Apple's STUNNING Discovery "LLMs CAN'T REASON" | AGI cancelled

The video explores Apple’s critique of large language models’ reasoning abilities, highlighting that they perform well on simple tasks but struggle with complex problems, often recognizing their own limitations rather than genuinely reasoning. It questions whether these limitations reflect true reasoning deficits or are due to training data and model design, ultimately debating what constitutes reasoning in AI.

The video discusses Apple’s recent research paper titled “The Illusion of Thinking,” which examines the reasoning capabilities of large language models (LLMs). The presenter highlights Apple’s cynical stance towards current AI models, noting that Apple does not have any publicly known reasoning models and their AI products are considered among the worst. Despite this, Apple is publishing papers that critique the reasoning abilities of existing models, suggesting that these models are merely guessing machines rather than genuinely reasoning entities.

The core of the paper’s findings is that large reasoning models perform well on low to medium complexity tasks but fail completely on high complexity problems. For simple tasks like basic arithmetic, models often outperform or match non-reasoning models because these answers are straightforward or memorized. For more complex tasks that require step-by-step reasoning, models show an advantage when given time to think through problems. However, beyond a certain complexity threshold—such as solving the Tower of Hanoi with many disks—both types of models collapse and cannot produce correct solutions, leading to the conclusion that their reasoning capabilities are limited.

The presenter critically examines the methodology of the Apple paper, pointing out that many of the puzzles used, like the Tower of Hanoi, are well-known and likely present in the training data of these models. This raises questions about whether the models are genuinely reasoning or simply recalling solutions from memory. Additionally, experiments show that when models are asked to generate solutions for highly complex problems, they often decide that the problem is too difficult and give up, rather than reasoning through all the steps. This behavior is interpreted as the models recognizing their own limitations rather than lacking reasoning ability.

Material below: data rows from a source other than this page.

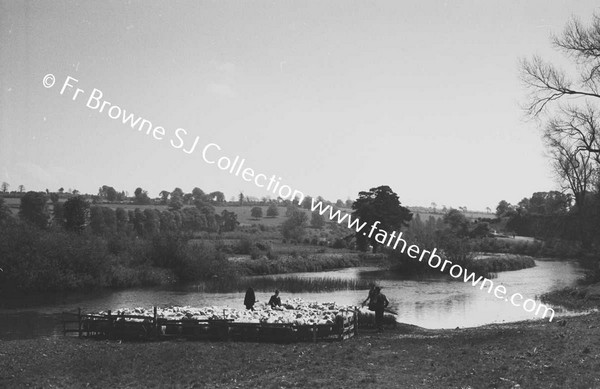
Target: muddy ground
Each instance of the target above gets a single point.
(562, 354)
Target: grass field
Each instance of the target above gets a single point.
(535, 354)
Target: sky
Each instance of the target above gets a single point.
(334, 97)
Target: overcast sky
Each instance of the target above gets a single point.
(335, 97)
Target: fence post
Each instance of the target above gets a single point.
(156, 331)
(109, 335)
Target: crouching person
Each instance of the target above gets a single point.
(381, 303)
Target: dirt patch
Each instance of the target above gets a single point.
(561, 354)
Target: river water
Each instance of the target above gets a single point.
(433, 302)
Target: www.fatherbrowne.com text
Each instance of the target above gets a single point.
(435, 261)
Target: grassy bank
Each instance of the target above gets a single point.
(562, 354)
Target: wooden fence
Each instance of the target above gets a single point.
(139, 327)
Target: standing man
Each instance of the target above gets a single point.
(381, 303)
(250, 299)
(275, 300)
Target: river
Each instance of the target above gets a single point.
(433, 302)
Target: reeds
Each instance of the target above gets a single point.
(290, 284)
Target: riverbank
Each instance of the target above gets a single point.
(532, 354)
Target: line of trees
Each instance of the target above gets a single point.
(568, 108)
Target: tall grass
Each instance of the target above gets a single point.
(290, 284)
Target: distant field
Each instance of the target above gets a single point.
(244, 212)
(468, 214)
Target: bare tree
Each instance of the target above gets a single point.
(575, 169)
(569, 104)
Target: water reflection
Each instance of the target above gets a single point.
(432, 302)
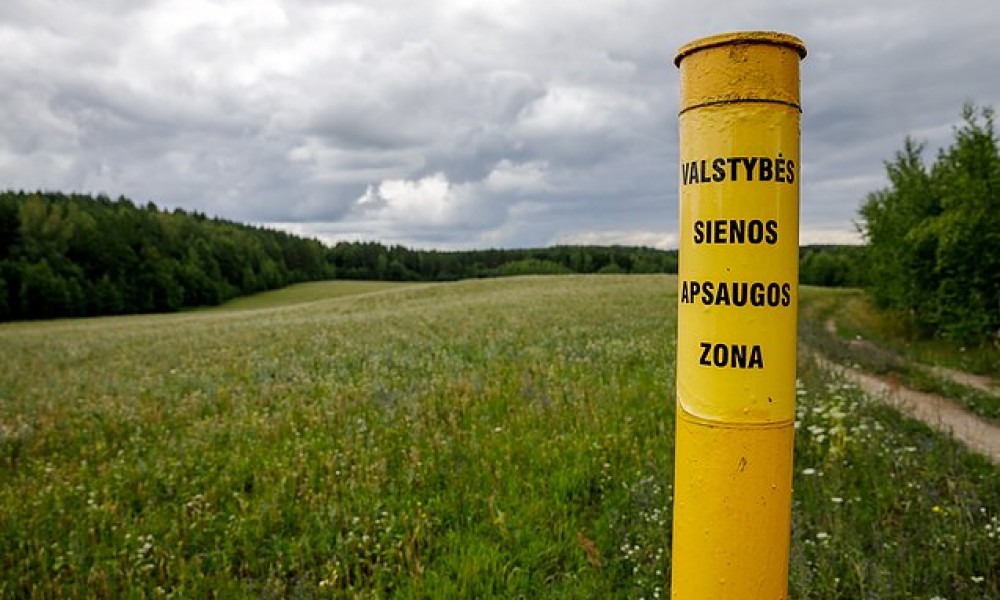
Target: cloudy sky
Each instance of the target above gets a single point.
(455, 123)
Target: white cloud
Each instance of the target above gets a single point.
(508, 122)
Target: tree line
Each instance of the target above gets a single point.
(73, 255)
(76, 255)
(933, 235)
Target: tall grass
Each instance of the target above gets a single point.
(503, 438)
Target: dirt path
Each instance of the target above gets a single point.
(979, 382)
(934, 410)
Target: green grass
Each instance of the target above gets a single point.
(463, 440)
(882, 345)
(307, 292)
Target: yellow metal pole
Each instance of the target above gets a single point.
(738, 275)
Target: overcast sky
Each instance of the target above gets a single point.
(455, 123)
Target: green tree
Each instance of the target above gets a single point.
(934, 234)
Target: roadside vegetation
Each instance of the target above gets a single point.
(845, 327)
(933, 236)
(489, 439)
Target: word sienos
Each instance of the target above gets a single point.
(735, 231)
(738, 168)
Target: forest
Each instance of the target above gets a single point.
(933, 235)
(74, 255)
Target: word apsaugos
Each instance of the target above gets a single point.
(736, 293)
(738, 168)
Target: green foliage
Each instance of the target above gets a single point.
(371, 260)
(489, 439)
(934, 235)
(74, 255)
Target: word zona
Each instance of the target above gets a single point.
(734, 356)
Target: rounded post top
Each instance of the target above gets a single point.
(741, 37)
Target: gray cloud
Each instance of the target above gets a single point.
(454, 123)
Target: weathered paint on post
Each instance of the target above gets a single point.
(738, 297)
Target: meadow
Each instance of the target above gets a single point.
(505, 438)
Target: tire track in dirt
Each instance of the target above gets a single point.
(936, 411)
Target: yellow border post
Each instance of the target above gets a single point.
(738, 298)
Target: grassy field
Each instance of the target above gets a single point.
(500, 438)
(307, 292)
(882, 345)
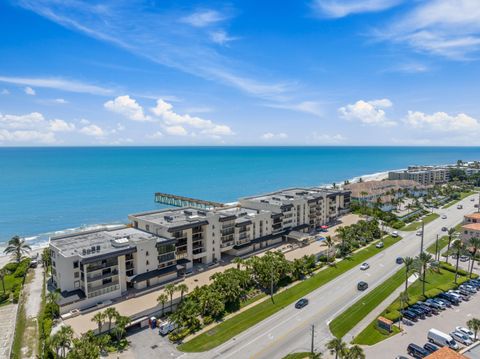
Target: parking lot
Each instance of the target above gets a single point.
(147, 343)
(446, 321)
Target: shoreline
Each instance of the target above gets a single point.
(377, 176)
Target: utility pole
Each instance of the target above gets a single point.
(313, 335)
(423, 233)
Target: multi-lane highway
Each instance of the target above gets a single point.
(289, 330)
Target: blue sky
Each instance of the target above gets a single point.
(305, 72)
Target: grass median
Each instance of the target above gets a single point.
(346, 321)
(416, 225)
(242, 321)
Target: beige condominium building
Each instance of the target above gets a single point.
(425, 175)
(163, 245)
(471, 226)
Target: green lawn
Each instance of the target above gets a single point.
(371, 335)
(462, 196)
(237, 324)
(416, 225)
(346, 321)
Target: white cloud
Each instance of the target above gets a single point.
(164, 110)
(128, 107)
(449, 28)
(221, 37)
(61, 126)
(341, 8)
(269, 136)
(203, 18)
(93, 130)
(368, 112)
(327, 139)
(443, 122)
(29, 91)
(176, 130)
(58, 84)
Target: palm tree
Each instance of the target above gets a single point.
(451, 231)
(110, 314)
(182, 288)
(474, 243)
(17, 248)
(162, 299)
(423, 260)
(3, 273)
(355, 352)
(99, 318)
(408, 262)
(170, 289)
(337, 346)
(458, 247)
(474, 325)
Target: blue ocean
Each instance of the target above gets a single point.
(45, 190)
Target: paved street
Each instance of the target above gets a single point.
(289, 330)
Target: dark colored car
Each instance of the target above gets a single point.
(417, 351)
(452, 299)
(410, 315)
(430, 347)
(362, 285)
(301, 303)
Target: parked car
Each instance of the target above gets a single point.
(461, 338)
(407, 314)
(362, 285)
(301, 303)
(430, 347)
(442, 339)
(166, 327)
(466, 331)
(364, 266)
(416, 351)
(433, 304)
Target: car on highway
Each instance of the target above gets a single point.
(362, 285)
(364, 266)
(465, 331)
(416, 351)
(461, 338)
(429, 347)
(301, 303)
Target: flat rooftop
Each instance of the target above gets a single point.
(102, 241)
(174, 217)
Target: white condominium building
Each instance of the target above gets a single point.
(96, 266)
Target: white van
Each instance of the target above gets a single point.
(435, 336)
(166, 327)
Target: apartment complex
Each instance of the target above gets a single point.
(94, 266)
(471, 226)
(425, 175)
(162, 245)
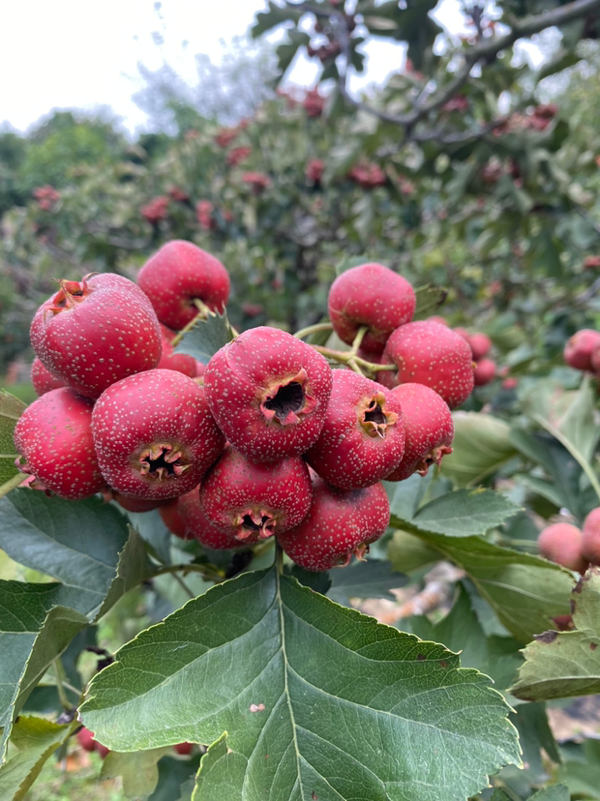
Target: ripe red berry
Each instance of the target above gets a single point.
(102, 750)
(43, 380)
(580, 347)
(54, 436)
(251, 501)
(428, 427)
(86, 740)
(185, 518)
(371, 295)
(268, 392)
(480, 345)
(590, 542)
(561, 543)
(179, 273)
(183, 748)
(431, 354)
(170, 360)
(362, 439)
(154, 434)
(485, 371)
(96, 331)
(340, 523)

Counterpoints are discussed, especially from critics like Sean Goudie, who argue that the tests used—such as puzzles and mathematical problems—may not be the best indicators of reasoning. They suggest that models might already know the algorithms or solutions from training data, making the tests less meaningful. For example, when asked to solve the Tower of Hanoi with many disks, models often realize the problem is too large to output all steps and instead seek shortcuts or solutions that avoid explicit reasoning. This behavior is seen as a sign of practical reasoning rather than a failure.

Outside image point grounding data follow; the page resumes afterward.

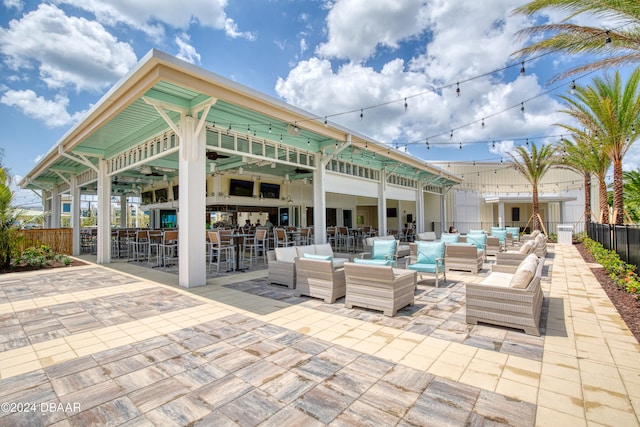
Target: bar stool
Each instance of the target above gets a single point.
(220, 248)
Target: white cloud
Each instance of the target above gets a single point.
(143, 15)
(67, 51)
(231, 30)
(357, 27)
(186, 51)
(467, 40)
(15, 4)
(52, 112)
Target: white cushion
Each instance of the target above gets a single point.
(526, 247)
(323, 249)
(525, 272)
(286, 254)
(339, 262)
(307, 249)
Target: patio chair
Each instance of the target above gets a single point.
(463, 257)
(511, 300)
(317, 277)
(168, 249)
(427, 236)
(430, 260)
(221, 249)
(377, 287)
(256, 245)
(281, 238)
(383, 250)
(450, 237)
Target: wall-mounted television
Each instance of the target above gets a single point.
(147, 197)
(270, 191)
(161, 195)
(238, 187)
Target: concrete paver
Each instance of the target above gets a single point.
(102, 345)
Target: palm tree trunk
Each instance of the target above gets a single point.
(618, 202)
(587, 200)
(604, 206)
(536, 209)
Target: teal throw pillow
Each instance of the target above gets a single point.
(381, 262)
(479, 240)
(429, 251)
(383, 249)
(450, 237)
(317, 257)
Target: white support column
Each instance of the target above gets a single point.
(75, 216)
(55, 208)
(46, 222)
(382, 204)
(319, 203)
(192, 204)
(443, 213)
(124, 211)
(104, 214)
(419, 209)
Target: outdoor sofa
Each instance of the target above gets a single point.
(378, 287)
(282, 261)
(317, 276)
(511, 300)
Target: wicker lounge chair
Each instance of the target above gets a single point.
(514, 258)
(429, 259)
(319, 279)
(511, 300)
(463, 257)
(378, 287)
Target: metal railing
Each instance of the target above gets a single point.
(623, 239)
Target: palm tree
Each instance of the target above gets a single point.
(611, 111)
(632, 193)
(8, 217)
(620, 46)
(585, 155)
(533, 165)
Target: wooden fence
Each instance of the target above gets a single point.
(58, 239)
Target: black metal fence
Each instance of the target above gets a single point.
(623, 239)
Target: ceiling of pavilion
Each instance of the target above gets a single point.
(108, 134)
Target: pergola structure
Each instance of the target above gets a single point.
(168, 120)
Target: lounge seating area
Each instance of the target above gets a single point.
(463, 257)
(281, 261)
(319, 278)
(378, 287)
(511, 300)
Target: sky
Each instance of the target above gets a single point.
(389, 69)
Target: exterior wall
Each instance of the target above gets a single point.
(485, 180)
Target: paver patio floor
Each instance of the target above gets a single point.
(93, 345)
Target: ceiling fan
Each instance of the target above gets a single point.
(214, 155)
(301, 171)
(148, 171)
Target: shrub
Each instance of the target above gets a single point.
(621, 273)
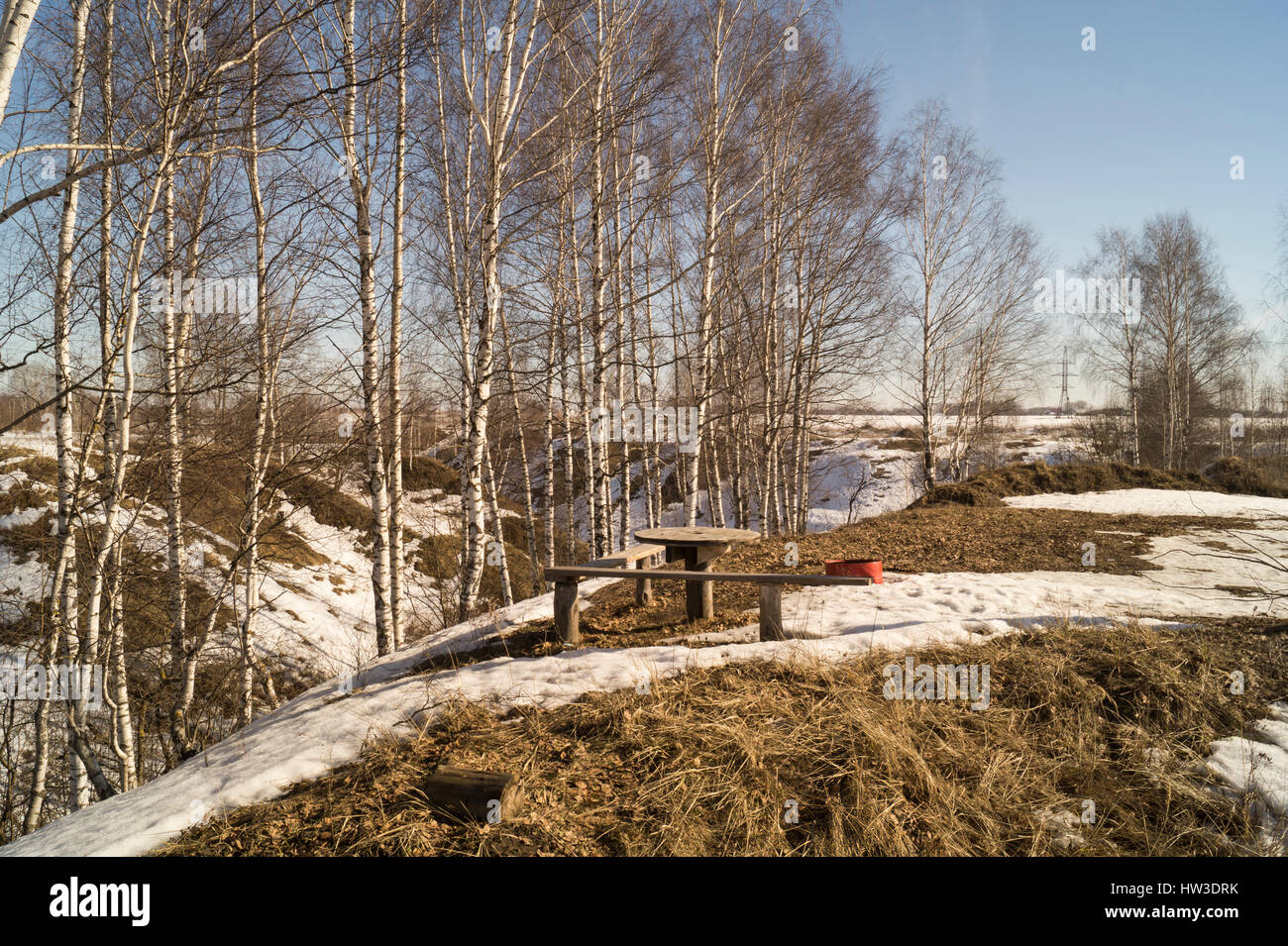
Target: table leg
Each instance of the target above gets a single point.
(697, 594)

In conclusion, the video questions whether the limitations observed in these models truly reflect an absence of reasoning or are simply a result of the models’ design and training data. The presenter emphasizes that models like GPT can generate solutions to complex problems, such as coding a Tower of Hanoi solver, which contradicts the idea that they only guess. Ultimately, the discussion raises broader questions about what reasoning and thinking mean in AI, whether current models imitate human reasoning effectively, and if Apple’s critique is a sign of progress or stagnation in AI development.